The husband is less than enchanted with this situation. He sorted his winter clothes into geometric bundles and secured them with twine. He asks me, “should I take these to a second hand shop or recycle them this morning?” while I’m wearing mismatched socks and smelling my undershirt to see if it’s clean. I’m eyeing my clothes to see what will make the boat home. I can tell, with a quick glance, whether a certain article of clothing has been washed in our disastrous excuse for a washing machine. The fabric will be faded and the sleeves so stretched out that the armpit holes hang down to mid-bicep. So I’ve decided no new clothing will be washed in Japan! I will save what cotton I can! I know it’s a naive resolution to make headed into the hottest and muggiest season of the year when I strip naked in the afternoons and sit, after school, panting under the air conditioner (not as sexy as it sounds), but this is the beginning of my detachment process. Most people pull away from friends and loved ones and gird their hearts in preparation for departure. Not me! I stop washing my clothes and spend my weekends buying ceramic plates in the shape of bamboo stalks.
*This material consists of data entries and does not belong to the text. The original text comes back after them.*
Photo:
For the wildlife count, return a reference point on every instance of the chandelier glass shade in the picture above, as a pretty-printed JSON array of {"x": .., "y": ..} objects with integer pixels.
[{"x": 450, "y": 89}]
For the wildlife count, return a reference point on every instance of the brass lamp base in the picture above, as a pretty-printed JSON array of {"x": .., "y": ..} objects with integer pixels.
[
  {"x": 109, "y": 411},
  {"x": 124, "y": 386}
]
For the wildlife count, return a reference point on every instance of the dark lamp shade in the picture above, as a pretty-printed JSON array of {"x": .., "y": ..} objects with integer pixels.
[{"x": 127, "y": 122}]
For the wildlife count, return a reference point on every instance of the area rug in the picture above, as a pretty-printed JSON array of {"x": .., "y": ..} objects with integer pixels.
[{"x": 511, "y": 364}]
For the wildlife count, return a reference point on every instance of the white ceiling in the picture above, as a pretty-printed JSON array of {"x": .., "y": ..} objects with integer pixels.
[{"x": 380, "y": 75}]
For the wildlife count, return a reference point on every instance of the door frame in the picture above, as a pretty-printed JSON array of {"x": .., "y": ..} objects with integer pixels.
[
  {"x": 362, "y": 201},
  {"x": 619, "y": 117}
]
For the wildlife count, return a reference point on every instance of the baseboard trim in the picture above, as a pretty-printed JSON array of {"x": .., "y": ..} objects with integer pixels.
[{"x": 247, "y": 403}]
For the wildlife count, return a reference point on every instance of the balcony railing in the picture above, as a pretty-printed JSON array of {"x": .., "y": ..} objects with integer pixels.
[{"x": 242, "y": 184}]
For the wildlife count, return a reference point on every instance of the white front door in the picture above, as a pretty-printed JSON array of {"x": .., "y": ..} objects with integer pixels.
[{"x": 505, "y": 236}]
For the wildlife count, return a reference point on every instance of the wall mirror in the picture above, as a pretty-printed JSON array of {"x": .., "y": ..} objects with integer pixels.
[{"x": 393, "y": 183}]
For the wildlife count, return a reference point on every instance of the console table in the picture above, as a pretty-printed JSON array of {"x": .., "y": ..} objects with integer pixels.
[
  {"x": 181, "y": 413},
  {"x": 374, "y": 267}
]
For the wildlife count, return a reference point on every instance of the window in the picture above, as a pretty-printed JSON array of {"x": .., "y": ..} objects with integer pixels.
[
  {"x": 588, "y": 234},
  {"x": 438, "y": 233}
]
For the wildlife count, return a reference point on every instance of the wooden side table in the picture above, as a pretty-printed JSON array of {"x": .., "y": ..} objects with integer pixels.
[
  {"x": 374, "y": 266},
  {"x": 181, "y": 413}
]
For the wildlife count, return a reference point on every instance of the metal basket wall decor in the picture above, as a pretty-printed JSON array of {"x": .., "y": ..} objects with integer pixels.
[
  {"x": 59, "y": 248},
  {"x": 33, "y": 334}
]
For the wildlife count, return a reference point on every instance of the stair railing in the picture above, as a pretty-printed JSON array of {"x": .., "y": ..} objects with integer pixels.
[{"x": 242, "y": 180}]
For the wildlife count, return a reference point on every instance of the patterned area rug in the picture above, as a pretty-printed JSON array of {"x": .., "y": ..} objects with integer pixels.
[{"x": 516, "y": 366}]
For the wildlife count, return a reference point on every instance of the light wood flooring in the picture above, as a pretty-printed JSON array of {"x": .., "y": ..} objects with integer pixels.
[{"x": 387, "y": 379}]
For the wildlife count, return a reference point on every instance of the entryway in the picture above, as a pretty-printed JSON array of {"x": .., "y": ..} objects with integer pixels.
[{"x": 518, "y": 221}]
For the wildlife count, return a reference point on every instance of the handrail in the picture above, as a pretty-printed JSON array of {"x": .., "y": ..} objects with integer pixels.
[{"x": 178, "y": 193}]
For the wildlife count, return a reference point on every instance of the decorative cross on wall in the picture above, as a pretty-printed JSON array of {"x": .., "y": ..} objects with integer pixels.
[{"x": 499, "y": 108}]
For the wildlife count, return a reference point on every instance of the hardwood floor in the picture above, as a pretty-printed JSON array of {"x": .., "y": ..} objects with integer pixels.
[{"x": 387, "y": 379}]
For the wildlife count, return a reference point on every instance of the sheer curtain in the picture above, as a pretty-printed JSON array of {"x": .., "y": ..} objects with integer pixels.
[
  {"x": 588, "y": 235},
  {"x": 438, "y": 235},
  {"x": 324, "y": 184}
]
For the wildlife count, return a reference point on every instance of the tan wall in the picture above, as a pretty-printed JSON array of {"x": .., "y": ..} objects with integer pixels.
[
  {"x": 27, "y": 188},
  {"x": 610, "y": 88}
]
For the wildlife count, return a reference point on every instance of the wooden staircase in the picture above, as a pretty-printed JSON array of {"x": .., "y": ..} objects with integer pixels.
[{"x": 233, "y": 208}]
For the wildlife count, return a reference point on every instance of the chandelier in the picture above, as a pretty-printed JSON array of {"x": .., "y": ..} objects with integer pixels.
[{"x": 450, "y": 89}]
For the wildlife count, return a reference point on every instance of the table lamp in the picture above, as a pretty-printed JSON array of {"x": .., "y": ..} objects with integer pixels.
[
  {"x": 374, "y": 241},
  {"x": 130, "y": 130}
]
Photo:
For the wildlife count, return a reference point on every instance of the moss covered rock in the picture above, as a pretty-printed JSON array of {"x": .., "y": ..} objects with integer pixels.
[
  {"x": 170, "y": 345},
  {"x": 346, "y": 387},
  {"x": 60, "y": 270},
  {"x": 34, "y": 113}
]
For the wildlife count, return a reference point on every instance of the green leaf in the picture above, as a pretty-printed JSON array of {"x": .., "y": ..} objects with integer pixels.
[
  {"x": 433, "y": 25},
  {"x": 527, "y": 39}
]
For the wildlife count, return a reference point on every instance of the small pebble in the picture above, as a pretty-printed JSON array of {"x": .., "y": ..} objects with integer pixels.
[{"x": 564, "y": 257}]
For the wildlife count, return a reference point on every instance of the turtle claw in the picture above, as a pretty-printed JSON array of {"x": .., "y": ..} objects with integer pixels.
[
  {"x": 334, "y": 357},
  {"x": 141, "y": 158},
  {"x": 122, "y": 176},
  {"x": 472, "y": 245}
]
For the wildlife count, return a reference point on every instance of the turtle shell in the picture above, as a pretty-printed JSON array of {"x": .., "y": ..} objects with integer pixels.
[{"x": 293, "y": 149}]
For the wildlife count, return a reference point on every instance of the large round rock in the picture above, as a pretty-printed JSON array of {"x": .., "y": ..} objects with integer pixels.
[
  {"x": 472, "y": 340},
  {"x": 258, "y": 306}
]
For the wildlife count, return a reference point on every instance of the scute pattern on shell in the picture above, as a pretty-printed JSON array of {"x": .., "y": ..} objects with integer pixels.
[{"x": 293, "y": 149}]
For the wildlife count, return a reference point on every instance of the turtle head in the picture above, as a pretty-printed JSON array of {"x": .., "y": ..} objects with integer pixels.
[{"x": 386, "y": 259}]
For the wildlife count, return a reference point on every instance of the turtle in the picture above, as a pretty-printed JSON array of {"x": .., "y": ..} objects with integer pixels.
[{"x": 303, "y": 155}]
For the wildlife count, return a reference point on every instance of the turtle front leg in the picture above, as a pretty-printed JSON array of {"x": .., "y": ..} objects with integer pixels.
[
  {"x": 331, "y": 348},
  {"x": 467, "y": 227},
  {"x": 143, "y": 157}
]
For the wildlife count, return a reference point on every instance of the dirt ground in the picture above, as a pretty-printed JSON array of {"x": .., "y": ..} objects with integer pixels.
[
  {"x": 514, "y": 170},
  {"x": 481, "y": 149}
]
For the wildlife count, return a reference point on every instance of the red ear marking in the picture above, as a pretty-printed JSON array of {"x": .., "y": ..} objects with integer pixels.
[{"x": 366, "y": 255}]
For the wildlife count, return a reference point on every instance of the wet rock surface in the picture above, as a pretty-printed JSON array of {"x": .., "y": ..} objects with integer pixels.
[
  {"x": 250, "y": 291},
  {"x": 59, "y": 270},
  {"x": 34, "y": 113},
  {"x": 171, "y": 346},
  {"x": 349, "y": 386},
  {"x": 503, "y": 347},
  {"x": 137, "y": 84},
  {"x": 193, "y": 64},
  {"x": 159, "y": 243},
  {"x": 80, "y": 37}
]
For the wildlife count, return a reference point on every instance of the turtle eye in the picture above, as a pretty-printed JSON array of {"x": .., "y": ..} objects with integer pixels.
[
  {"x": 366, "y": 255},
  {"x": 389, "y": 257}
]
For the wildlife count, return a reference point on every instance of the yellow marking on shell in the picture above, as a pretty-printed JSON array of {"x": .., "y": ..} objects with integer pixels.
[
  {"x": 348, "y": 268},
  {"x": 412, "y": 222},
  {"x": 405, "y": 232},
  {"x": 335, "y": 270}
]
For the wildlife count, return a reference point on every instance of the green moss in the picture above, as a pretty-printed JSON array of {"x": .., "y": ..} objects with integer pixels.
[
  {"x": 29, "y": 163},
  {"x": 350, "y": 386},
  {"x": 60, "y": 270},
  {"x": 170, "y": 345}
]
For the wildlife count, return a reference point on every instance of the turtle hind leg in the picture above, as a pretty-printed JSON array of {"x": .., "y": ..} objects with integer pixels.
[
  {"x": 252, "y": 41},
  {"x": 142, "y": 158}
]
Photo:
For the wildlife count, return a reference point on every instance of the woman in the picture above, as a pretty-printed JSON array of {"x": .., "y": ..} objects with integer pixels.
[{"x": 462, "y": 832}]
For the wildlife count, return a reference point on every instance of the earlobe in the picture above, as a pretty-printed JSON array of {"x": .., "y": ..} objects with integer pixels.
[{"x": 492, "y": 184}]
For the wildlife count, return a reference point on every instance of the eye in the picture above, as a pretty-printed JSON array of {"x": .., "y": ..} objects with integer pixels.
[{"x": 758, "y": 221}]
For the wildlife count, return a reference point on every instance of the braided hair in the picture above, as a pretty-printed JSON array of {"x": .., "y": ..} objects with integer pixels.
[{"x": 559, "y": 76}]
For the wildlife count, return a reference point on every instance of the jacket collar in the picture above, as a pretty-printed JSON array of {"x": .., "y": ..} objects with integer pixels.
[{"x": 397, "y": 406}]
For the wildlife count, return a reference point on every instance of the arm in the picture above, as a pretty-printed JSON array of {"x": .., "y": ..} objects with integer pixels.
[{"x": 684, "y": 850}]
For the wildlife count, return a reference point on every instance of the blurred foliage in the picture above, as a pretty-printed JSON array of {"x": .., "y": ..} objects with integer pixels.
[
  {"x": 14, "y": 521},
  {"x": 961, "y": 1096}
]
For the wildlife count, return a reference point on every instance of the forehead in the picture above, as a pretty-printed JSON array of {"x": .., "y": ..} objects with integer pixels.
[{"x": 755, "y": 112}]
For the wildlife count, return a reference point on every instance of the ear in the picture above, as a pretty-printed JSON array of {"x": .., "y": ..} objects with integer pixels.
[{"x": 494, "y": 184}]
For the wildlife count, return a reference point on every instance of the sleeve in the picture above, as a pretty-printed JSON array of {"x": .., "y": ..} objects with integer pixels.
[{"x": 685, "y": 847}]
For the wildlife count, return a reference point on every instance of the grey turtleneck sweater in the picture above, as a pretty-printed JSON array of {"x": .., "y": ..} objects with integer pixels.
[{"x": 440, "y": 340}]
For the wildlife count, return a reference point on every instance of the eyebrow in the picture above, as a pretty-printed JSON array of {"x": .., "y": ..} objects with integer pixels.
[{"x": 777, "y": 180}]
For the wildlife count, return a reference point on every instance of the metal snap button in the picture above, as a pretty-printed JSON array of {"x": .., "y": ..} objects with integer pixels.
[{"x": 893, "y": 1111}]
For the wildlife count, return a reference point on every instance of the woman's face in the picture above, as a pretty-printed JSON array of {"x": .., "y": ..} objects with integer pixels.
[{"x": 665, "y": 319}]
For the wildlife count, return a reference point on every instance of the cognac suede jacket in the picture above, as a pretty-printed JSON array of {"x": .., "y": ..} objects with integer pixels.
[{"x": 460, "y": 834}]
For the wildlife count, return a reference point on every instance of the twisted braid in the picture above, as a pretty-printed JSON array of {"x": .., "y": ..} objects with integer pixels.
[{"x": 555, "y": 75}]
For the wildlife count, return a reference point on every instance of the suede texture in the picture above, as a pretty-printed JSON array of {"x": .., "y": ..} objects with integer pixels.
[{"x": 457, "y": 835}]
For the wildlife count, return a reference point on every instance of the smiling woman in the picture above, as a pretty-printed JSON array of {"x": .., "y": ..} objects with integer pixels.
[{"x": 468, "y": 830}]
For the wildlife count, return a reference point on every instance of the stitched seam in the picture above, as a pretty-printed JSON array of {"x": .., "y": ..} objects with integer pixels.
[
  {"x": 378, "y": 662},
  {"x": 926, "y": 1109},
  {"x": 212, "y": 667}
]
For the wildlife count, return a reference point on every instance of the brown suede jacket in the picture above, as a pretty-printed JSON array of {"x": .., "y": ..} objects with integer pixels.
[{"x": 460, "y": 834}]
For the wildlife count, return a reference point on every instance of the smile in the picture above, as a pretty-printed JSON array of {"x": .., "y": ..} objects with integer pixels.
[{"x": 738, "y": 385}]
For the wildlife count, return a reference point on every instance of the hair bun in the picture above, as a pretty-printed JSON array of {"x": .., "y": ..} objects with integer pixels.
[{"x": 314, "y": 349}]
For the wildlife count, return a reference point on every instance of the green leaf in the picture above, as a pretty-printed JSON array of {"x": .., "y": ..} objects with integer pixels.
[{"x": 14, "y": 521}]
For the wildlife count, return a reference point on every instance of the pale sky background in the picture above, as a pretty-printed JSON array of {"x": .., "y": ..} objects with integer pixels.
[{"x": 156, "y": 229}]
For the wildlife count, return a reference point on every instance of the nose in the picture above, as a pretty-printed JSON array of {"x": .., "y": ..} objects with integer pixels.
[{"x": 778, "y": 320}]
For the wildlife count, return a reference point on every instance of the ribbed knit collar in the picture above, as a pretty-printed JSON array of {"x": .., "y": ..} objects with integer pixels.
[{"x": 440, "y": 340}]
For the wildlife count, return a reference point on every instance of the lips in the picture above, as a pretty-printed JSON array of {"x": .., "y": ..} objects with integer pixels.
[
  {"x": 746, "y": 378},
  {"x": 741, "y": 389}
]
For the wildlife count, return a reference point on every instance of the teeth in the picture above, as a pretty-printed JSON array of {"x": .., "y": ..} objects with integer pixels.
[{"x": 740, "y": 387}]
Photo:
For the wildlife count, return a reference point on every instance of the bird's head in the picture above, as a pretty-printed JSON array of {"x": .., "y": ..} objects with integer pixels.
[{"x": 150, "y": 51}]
This plan does cause me to wonder if I’ll get home and wish all my clothes looked faded and spun into felt by our machine. If I’d rather my shirts had small white lint balls from the polluted air and the stiff feel of shirts hung dry in the sun than look like regular American clothes. I mean, what better way to throw into a conversation that I used to live in Japan than in response to the question, “what happened to your pants?”
“Oh,” I’ll say modestly, “it’s just my washer in Japan, where I lived, used to eat these holes into the hem of all my pants. And this hole in the shoulder of my shirt? That’s from a poisonous centipede that crept up on me while I slept. Man, I miss it there.”